Seguimos sin fecha para la llegada del becerro de oro al tabernáculo de Sants. La ministra lo explicó el miércoles, con el salero previsto: "Son previsiones y se cumplen o no en función de muchas cosas". Di que sí. Pero aún Magdalena reservó su virtuosismo para la coda: "La infraestructura se pondrá en servicio cuando acaben los trabajos". Pues vale. Pero hay condenas a perpetuidad, no se le olvide a la ministra.

En el interior de la estación se respiraba la destreza de los habitués para sortear las ruinas.
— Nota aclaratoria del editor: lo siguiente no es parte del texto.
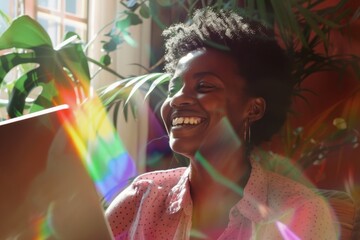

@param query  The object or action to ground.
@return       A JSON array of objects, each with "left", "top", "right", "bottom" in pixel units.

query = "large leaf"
[{"left": 0, "top": 15, "right": 52, "bottom": 49}]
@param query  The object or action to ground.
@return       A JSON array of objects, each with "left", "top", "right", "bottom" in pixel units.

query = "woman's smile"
[{"left": 162, "top": 49, "right": 248, "bottom": 157}]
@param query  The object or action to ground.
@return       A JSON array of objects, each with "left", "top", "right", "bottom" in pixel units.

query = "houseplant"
[{"left": 100, "top": 0, "right": 360, "bottom": 195}]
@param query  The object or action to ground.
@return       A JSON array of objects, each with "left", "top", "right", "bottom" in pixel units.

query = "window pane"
[
  {"left": 65, "top": 0, "right": 87, "bottom": 18},
  {"left": 38, "top": 0, "right": 61, "bottom": 10}
]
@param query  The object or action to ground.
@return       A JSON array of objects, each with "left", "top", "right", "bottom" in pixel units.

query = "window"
[{"left": 34, "top": 0, "right": 88, "bottom": 46}]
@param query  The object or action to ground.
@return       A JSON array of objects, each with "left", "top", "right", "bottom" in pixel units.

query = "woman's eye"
[
  {"left": 168, "top": 87, "right": 179, "bottom": 97},
  {"left": 197, "top": 82, "right": 215, "bottom": 92}
]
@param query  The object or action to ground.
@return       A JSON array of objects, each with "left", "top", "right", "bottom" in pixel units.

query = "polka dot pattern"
[{"left": 106, "top": 161, "right": 338, "bottom": 239}]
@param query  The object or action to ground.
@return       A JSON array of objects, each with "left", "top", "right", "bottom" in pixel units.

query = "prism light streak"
[
  {"left": 276, "top": 221, "right": 301, "bottom": 240},
  {"left": 59, "top": 94, "right": 137, "bottom": 202}
]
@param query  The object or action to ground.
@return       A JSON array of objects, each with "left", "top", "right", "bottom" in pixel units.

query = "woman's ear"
[{"left": 247, "top": 97, "right": 266, "bottom": 123}]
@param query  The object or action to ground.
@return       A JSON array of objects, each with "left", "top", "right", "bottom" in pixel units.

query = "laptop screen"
[{"left": 0, "top": 105, "right": 111, "bottom": 239}]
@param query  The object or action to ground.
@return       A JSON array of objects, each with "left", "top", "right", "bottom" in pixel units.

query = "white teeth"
[{"left": 172, "top": 117, "right": 201, "bottom": 126}]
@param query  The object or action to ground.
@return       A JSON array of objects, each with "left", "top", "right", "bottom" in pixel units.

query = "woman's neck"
[{"left": 190, "top": 150, "right": 251, "bottom": 238}]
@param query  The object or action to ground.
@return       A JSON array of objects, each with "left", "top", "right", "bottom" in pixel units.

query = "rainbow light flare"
[
  {"left": 276, "top": 221, "right": 301, "bottom": 240},
  {"left": 60, "top": 95, "right": 137, "bottom": 202},
  {"left": 33, "top": 206, "right": 55, "bottom": 240}
]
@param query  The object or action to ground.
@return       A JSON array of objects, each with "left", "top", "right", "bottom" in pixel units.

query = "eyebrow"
[{"left": 194, "top": 72, "right": 222, "bottom": 80}]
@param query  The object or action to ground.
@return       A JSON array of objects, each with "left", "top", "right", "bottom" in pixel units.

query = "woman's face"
[{"left": 161, "top": 49, "right": 250, "bottom": 157}]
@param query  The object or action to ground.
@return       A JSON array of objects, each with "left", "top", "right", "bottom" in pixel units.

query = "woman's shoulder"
[{"left": 132, "top": 167, "right": 186, "bottom": 187}]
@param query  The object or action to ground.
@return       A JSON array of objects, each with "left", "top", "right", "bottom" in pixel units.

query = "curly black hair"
[{"left": 163, "top": 8, "right": 293, "bottom": 146}]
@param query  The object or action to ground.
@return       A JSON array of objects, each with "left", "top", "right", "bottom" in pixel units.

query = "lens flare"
[
  {"left": 276, "top": 221, "right": 300, "bottom": 240},
  {"left": 32, "top": 205, "right": 55, "bottom": 240},
  {"left": 61, "top": 98, "right": 137, "bottom": 202}
]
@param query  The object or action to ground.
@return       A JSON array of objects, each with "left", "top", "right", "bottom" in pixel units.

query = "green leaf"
[
  {"left": 0, "top": 15, "right": 52, "bottom": 49},
  {"left": 100, "top": 54, "right": 111, "bottom": 66},
  {"left": 139, "top": 3, "right": 150, "bottom": 18},
  {"left": 156, "top": 0, "right": 173, "bottom": 7}
]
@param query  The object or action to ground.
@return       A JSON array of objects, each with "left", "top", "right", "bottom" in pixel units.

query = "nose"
[{"left": 170, "top": 87, "right": 195, "bottom": 108}]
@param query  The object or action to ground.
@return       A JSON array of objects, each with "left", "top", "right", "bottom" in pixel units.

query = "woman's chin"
[{"left": 169, "top": 138, "right": 198, "bottom": 158}]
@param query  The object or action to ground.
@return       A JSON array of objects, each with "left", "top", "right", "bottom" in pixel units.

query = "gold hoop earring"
[{"left": 244, "top": 118, "right": 251, "bottom": 144}]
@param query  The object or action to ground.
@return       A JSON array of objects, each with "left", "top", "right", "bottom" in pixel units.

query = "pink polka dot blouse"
[{"left": 106, "top": 161, "right": 338, "bottom": 240}]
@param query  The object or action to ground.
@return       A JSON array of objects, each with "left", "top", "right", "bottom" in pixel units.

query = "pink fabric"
[{"left": 106, "top": 161, "right": 338, "bottom": 240}]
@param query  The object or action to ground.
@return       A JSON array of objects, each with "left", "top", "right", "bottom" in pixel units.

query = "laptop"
[{"left": 0, "top": 105, "right": 112, "bottom": 240}]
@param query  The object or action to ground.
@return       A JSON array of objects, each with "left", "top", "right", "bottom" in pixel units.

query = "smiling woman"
[{"left": 106, "top": 9, "right": 338, "bottom": 239}]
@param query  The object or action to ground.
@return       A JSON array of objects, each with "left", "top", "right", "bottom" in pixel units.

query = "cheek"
[{"left": 199, "top": 94, "right": 227, "bottom": 116}]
Nada hay más parecido al agua que un ciudadano: cuando no puede pasar de frente, lo hace por el lado. La gente discurría por los márgenes de una exposición del Adif instalada en una caseta en medio del vestíbulo principal. Era como un oasis, la promesa de un mundo ferroviario feliz en medio del desierto. En un panel se podía leer el decálogo de la empresa estatal, que incluía entre otros puntos: "Asegurar el interés público. Satisfacer necesidades sociales. Conseguir la eficacia global del sistema ferroviario". ¿Es la propia ministra quien se encarga de la redacción?

El caos sigue pues en su lugar, y el orden, sin fecha concreta de llegada. No hay ningún motivo para la alarma. Porque, efectivamente, el día en que Sants, las Glòries o Lesseps estén acabadas, para mí que sonarán las trompetas del Apocalipsis y plagas terribles se abatirán sobre la ciudad.